決戦とは遠のきますが、空亡の過去を少しつづります。

空亡と山本の因縁とは!?

繋がりは!?

お楽しみください!!

山本(さんもと)は空亡に憧れていたという。今の山本があるのは空亡のおかげだという。私の知っている空亡は山本とは正反対だと思う。どこに憧れがあって今の山本が生まれたのだろう……?


「ふふ、ふふ。驚いていますねぇ。今や、落ち着いて丸くなってしまった空亡も昔はやんちゃだったんですよぉ?」


 そう言いながら、動揺を隠せない空亡に捕縛をかける。黒い闇の様な鎖が空亡を縛り上げる。


『……グッ!……よせ!!』


 空亡は山本を制止しようとするが、止まらない。

 山本はスッと私の前に現れ、額に指を当てた。


「ふふ、お楽しみください……!」


 ………………

 …………

 ……

 ……

 …………

 ………………


「……ここは……?」


 私の意識は山本の声が薄れていくと同時に強制的に場面を移した。

 私が今立っているのは創りは古めかしいが新しく建てられた建造物が軒並み並んでいる道の端だ。

 私は今の状況を把握するべく自分の状態を確認した。両手両足はあるか、動かせるか、動けるか。耳は聞こえるか、実体はあるか。
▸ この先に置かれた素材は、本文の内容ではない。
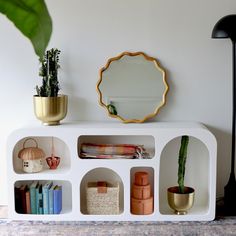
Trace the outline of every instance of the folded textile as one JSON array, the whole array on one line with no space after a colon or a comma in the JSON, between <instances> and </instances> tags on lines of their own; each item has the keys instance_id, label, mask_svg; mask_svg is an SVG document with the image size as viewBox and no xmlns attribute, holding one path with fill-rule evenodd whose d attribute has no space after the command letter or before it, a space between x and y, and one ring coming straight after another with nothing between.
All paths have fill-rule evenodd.
<instances>
[{"instance_id":1,"label":"folded textile","mask_svg":"<svg viewBox=\"0 0 236 236\"><path fill-rule=\"evenodd\" d=\"M82 143L81 152L91 154L106 154L106 155L135 155L140 149L140 146L133 144L94 144Z\"/></svg>"},{"instance_id":2,"label":"folded textile","mask_svg":"<svg viewBox=\"0 0 236 236\"><path fill-rule=\"evenodd\" d=\"M134 155L109 155L109 154L91 154L91 153L80 153L81 158L86 159L133 159Z\"/></svg>"}]
</instances>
 色々調べてわかったことは、ある程度は自分で自由に動けるし、五体満足の状態だ。風が草木を鳴らす音が聞こえるから、聴覚にも問題はない。だが、物には触れなかった。私はどうやら誰かの記憶をのぞいていると言った感じらしい。そして、私に術をかけたのは山本だ。おそらく、山本の記憶なのだろう……。一体何がしたいのか?


「うわぁあああ!!」

「きゃあああ!!」


 思考していると、近くの家から誰かの叫ぶ声が聞こえた。その声に気づいた近隣の人たちも家に集まってくる。その姿はまるで昔の人の様に、和服に身を包んでいた。時間は暗く、夜中であることはわかるが正確な時間まではわからない。

 もしかして、これは、平安時代……??歴史の教科書とかで見たことのある様な家の造りに人々の容姿、服装。山本の言っていた言葉がこの記憶を通してわかるのだろうか……?


「何があった!?」


 そこに、体型ががっしりした大人の男性が駆けつけ、野次馬に状況の説明を依頼した。


「いや、俺も今きたところだからよくわからねぇ。」


 野次馬の彼も今来たばかりのようで状況を把握してはいなかった。私も何が起こっているのかはわからない。とりあえず、このがっしりした人について行ってみよう。私の姿はここの人たちには見えないようだ。記憶の中の話だから干渉はできないのだろう。


「おい!!何をしている!?」


 その男性は野次馬の人混みをかき分け、叫び声があがった家の入り口まで来た。入り口から中を見ると凄惨(せいさん)な場面が広がっていた。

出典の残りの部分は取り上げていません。